Understanding water resources and tracking their availability in Yukon can be challenging, given the movement of water through a cycle from the atmosphere to the surface and subsurface of the earth and back again. Frozen water – such as glaciers, permafrost and river ice – play an important role in influencing this cycling. What we can’t see – water underground – is as important as the watersheds that determine surface water flow.

Water Cycle

Water moves constantly through the hydrologic cycle. It condenses in the atmosphere and falls to earth as precipitation. Then it drains across, through and beneath the land, pooling in lakes and oceans. Eventually it evaporates back into the atmosphere where the cycle begins again.
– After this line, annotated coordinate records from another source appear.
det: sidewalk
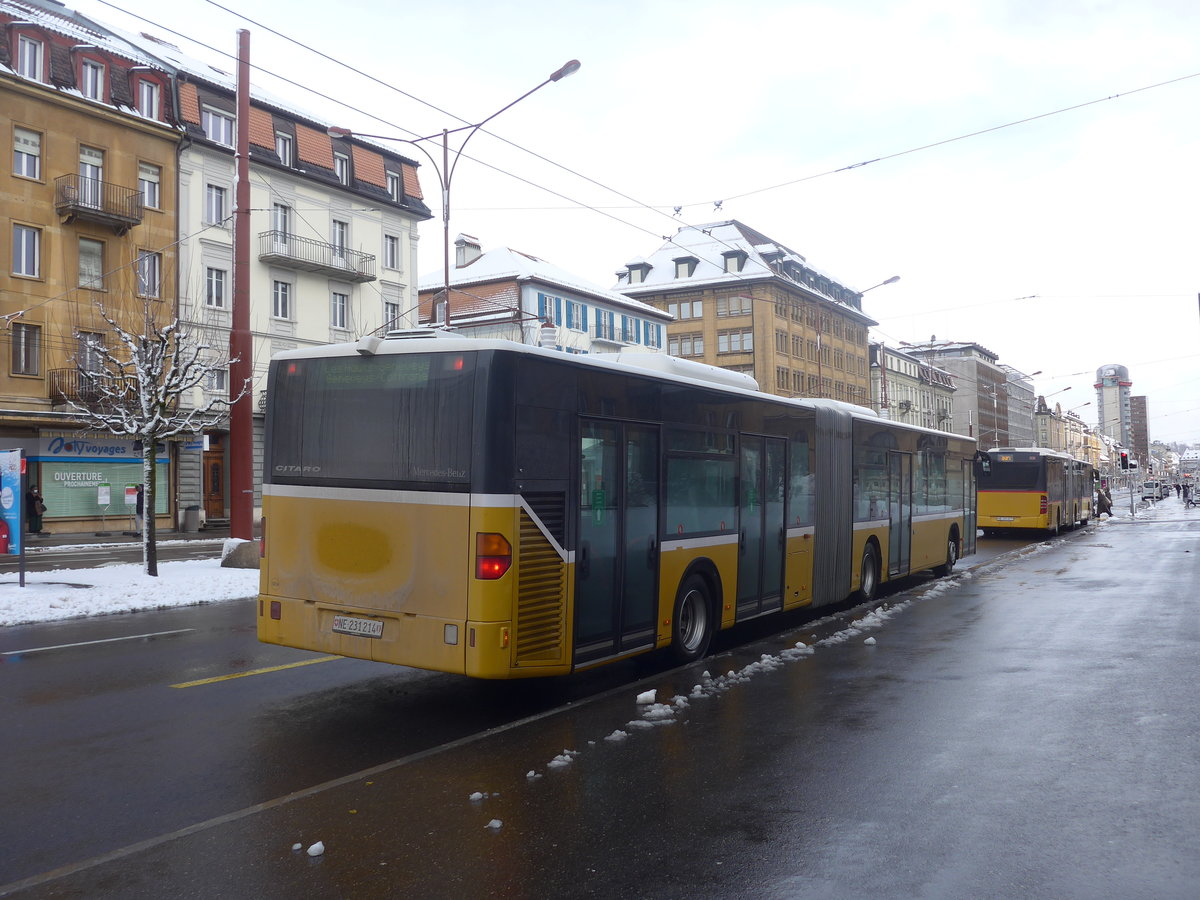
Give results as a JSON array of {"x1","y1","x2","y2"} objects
[{"x1": 24, "y1": 526, "x2": 231, "y2": 553}]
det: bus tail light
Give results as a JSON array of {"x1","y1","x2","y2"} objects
[{"x1": 475, "y1": 532, "x2": 512, "y2": 581}]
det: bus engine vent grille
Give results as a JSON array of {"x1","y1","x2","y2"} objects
[
  {"x1": 521, "y1": 491, "x2": 566, "y2": 547},
  {"x1": 516, "y1": 510, "x2": 566, "y2": 665}
]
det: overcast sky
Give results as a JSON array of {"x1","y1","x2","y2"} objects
[{"x1": 75, "y1": 0, "x2": 1200, "y2": 443}]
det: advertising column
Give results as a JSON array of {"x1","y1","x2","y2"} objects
[
  {"x1": 0, "y1": 450, "x2": 25, "y2": 587},
  {"x1": 31, "y1": 434, "x2": 172, "y2": 530}
]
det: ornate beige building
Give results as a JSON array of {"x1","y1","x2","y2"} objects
[{"x1": 614, "y1": 221, "x2": 877, "y2": 407}]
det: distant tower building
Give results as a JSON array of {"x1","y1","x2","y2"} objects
[
  {"x1": 1096, "y1": 365, "x2": 1133, "y2": 446},
  {"x1": 1129, "y1": 396, "x2": 1150, "y2": 467}
]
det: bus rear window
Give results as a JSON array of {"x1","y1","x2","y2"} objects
[
  {"x1": 264, "y1": 353, "x2": 475, "y2": 486},
  {"x1": 976, "y1": 458, "x2": 1046, "y2": 491}
]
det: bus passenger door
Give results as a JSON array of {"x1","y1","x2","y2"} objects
[
  {"x1": 888, "y1": 450, "x2": 912, "y2": 576},
  {"x1": 575, "y1": 421, "x2": 659, "y2": 662},
  {"x1": 738, "y1": 434, "x2": 787, "y2": 619}
]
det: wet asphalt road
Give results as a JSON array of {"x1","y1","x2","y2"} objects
[{"x1": 0, "y1": 502, "x2": 1200, "y2": 896}]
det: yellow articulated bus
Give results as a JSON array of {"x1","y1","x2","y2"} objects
[
  {"x1": 258, "y1": 331, "x2": 976, "y2": 678},
  {"x1": 976, "y1": 446, "x2": 1096, "y2": 534}
]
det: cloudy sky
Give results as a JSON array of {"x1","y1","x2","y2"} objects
[{"x1": 68, "y1": 0, "x2": 1200, "y2": 443}]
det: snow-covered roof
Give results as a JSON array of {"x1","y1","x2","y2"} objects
[
  {"x1": 616, "y1": 220, "x2": 865, "y2": 318},
  {"x1": 0, "y1": 0, "x2": 161, "y2": 68},
  {"x1": 418, "y1": 247, "x2": 672, "y2": 322}
]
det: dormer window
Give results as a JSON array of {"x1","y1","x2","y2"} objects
[
  {"x1": 672, "y1": 257, "x2": 700, "y2": 278},
  {"x1": 17, "y1": 35, "x2": 43, "y2": 82},
  {"x1": 200, "y1": 109, "x2": 233, "y2": 146},
  {"x1": 275, "y1": 131, "x2": 292, "y2": 166},
  {"x1": 629, "y1": 263, "x2": 650, "y2": 284},
  {"x1": 79, "y1": 59, "x2": 104, "y2": 101},
  {"x1": 138, "y1": 79, "x2": 160, "y2": 121}
]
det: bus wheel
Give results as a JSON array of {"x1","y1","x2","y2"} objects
[
  {"x1": 858, "y1": 542, "x2": 880, "y2": 604},
  {"x1": 934, "y1": 538, "x2": 959, "y2": 578},
  {"x1": 671, "y1": 575, "x2": 714, "y2": 662}
]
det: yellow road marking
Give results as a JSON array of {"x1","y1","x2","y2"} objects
[{"x1": 170, "y1": 656, "x2": 346, "y2": 688}]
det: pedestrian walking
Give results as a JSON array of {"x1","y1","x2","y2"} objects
[{"x1": 25, "y1": 485, "x2": 46, "y2": 534}]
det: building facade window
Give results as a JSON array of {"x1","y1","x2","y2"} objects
[
  {"x1": 12, "y1": 224, "x2": 42, "y2": 278},
  {"x1": 716, "y1": 296, "x2": 751, "y2": 317},
  {"x1": 667, "y1": 335, "x2": 704, "y2": 356},
  {"x1": 78, "y1": 146, "x2": 104, "y2": 209},
  {"x1": 271, "y1": 203, "x2": 292, "y2": 244},
  {"x1": 329, "y1": 218, "x2": 350, "y2": 259},
  {"x1": 79, "y1": 59, "x2": 104, "y2": 101},
  {"x1": 76, "y1": 331, "x2": 104, "y2": 372},
  {"x1": 204, "y1": 185, "x2": 226, "y2": 226},
  {"x1": 17, "y1": 35, "x2": 46, "y2": 82},
  {"x1": 275, "y1": 131, "x2": 292, "y2": 166},
  {"x1": 383, "y1": 234, "x2": 400, "y2": 269},
  {"x1": 12, "y1": 128, "x2": 42, "y2": 179},
  {"x1": 138, "y1": 78, "x2": 161, "y2": 121},
  {"x1": 79, "y1": 238, "x2": 104, "y2": 290},
  {"x1": 271, "y1": 281, "x2": 292, "y2": 319},
  {"x1": 138, "y1": 162, "x2": 162, "y2": 209},
  {"x1": 204, "y1": 265, "x2": 228, "y2": 310},
  {"x1": 716, "y1": 330, "x2": 754, "y2": 353},
  {"x1": 329, "y1": 290, "x2": 350, "y2": 330},
  {"x1": 566, "y1": 300, "x2": 588, "y2": 331},
  {"x1": 667, "y1": 300, "x2": 704, "y2": 319},
  {"x1": 138, "y1": 250, "x2": 162, "y2": 298},
  {"x1": 205, "y1": 368, "x2": 229, "y2": 394},
  {"x1": 12, "y1": 322, "x2": 42, "y2": 374},
  {"x1": 200, "y1": 109, "x2": 234, "y2": 146}
]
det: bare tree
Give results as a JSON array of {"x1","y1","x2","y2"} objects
[{"x1": 68, "y1": 298, "x2": 246, "y2": 576}]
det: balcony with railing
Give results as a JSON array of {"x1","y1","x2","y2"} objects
[
  {"x1": 258, "y1": 232, "x2": 376, "y2": 283},
  {"x1": 54, "y1": 175, "x2": 143, "y2": 234},
  {"x1": 49, "y1": 367, "x2": 100, "y2": 407}
]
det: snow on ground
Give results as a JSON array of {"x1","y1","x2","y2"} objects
[{"x1": 0, "y1": 549, "x2": 258, "y2": 625}]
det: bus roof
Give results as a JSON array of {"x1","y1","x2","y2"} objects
[{"x1": 271, "y1": 328, "x2": 974, "y2": 443}]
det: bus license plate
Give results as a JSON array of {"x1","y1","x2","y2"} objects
[{"x1": 334, "y1": 616, "x2": 383, "y2": 637}]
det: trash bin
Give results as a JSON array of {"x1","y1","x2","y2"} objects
[{"x1": 184, "y1": 506, "x2": 200, "y2": 532}]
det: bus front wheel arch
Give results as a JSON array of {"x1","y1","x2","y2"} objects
[
  {"x1": 671, "y1": 571, "x2": 716, "y2": 664},
  {"x1": 934, "y1": 528, "x2": 959, "y2": 578},
  {"x1": 857, "y1": 540, "x2": 880, "y2": 602}
]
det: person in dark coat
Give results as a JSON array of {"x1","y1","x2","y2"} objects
[{"x1": 25, "y1": 485, "x2": 46, "y2": 534}]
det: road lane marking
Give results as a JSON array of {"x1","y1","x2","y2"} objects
[
  {"x1": 0, "y1": 628, "x2": 196, "y2": 656},
  {"x1": 170, "y1": 656, "x2": 346, "y2": 688}
]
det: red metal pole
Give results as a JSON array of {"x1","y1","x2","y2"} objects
[{"x1": 229, "y1": 29, "x2": 254, "y2": 540}]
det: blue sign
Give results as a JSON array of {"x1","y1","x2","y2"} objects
[{"x1": 0, "y1": 450, "x2": 25, "y2": 556}]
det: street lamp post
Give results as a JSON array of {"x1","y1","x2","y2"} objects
[{"x1": 326, "y1": 59, "x2": 581, "y2": 328}]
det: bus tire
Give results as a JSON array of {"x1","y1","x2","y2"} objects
[
  {"x1": 856, "y1": 541, "x2": 880, "y2": 604},
  {"x1": 934, "y1": 534, "x2": 959, "y2": 578},
  {"x1": 671, "y1": 572, "x2": 715, "y2": 664}
]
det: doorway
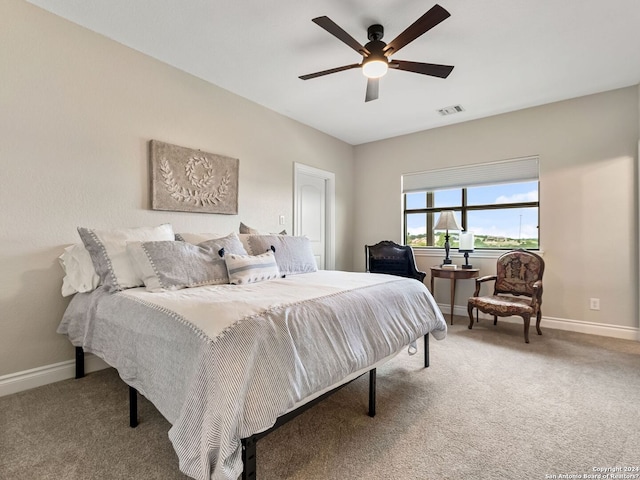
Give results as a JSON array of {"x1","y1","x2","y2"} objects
[{"x1": 293, "y1": 163, "x2": 335, "y2": 270}]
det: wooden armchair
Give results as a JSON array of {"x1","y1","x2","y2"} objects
[
  {"x1": 467, "y1": 249, "x2": 544, "y2": 343},
  {"x1": 364, "y1": 240, "x2": 427, "y2": 282}
]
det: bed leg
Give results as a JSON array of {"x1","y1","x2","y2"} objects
[
  {"x1": 76, "y1": 347, "x2": 84, "y2": 378},
  {"x1": 129, "y1": 387, "x2": 138, "y2": 428},
  {"x1": 424, "y1": 333, "x2": 429, "y2": 368},
  {"x1": 241, "y1": 437, "x2": 257, "y2": 480},
  {"x1": 369, "y1": 368, "x2": 376, "y2": 417}
]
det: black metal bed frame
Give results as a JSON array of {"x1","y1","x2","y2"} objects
[{"x1": 76, "y1": 333, "x2": 429, "y2": 480}]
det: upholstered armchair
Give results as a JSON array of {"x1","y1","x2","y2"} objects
[
  {"x1": 364, "y1": 240, "x2": 427, "y2": 282},
  {"x1": 467, "y1": 249, "x2": 544, "y2": 343}
]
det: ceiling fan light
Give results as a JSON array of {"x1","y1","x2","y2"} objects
[{"x1": 362, "y1": 60, "x2": 389, "y2": 78}]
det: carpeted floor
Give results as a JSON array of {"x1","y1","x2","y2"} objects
[{"x1": 0, "y1": 318, "x2": 640, "y2": 480}]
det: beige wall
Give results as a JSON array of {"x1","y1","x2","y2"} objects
[
  {"x1": 353, "y1": 87, "x2": 639, "y2": 333},
  {"x1": 0, "y1": 0, "x2": 353, "y2": 376}
]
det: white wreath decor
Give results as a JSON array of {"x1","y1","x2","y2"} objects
[
  {"x1": 160, "y1": 157, "x2": 231, "y2": 207},
  {"x1": 184, "y1": 157, "x2": 213, "y2": 190}
]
Glaciers, Permafrost and River Ice

The cryosphere is the portion of the Earth system that comprises frozen water. This includes snow cover, ice cover on lakes and rivers, glaciers, ice caps and ice sheets, frozen ground (including permafrost), and sea ice. In Yukon, elements of the cryosphere, particularly glaciers, permafrost, and river ice, influence the timing, magnitude, and character of surface water flows.

Groundwater and Aquifers

Groundwater is water located in the spaces between soil particles and in the fractures of rock formations underground. An aquifer is an underground layer holding water that can yield a usable quantity of water. Water enters the ground through infiltration, and flows underground either to be stored in aquifers or to return to the surface through springs, wells or seepage into creeks and other waterbodies.

Watersheds

Six major watersheds drain the territory, each with several tributaries. The major watersheds are the Alsek, Yukon, Porcupine (which drains to the Yukon River in Alaska), Peel (which drains to the Mackenzie Delta), Liard (which drains to the Mackenzie Basin through British Columbia, Alberta and the Northwest Territories), and North Slope.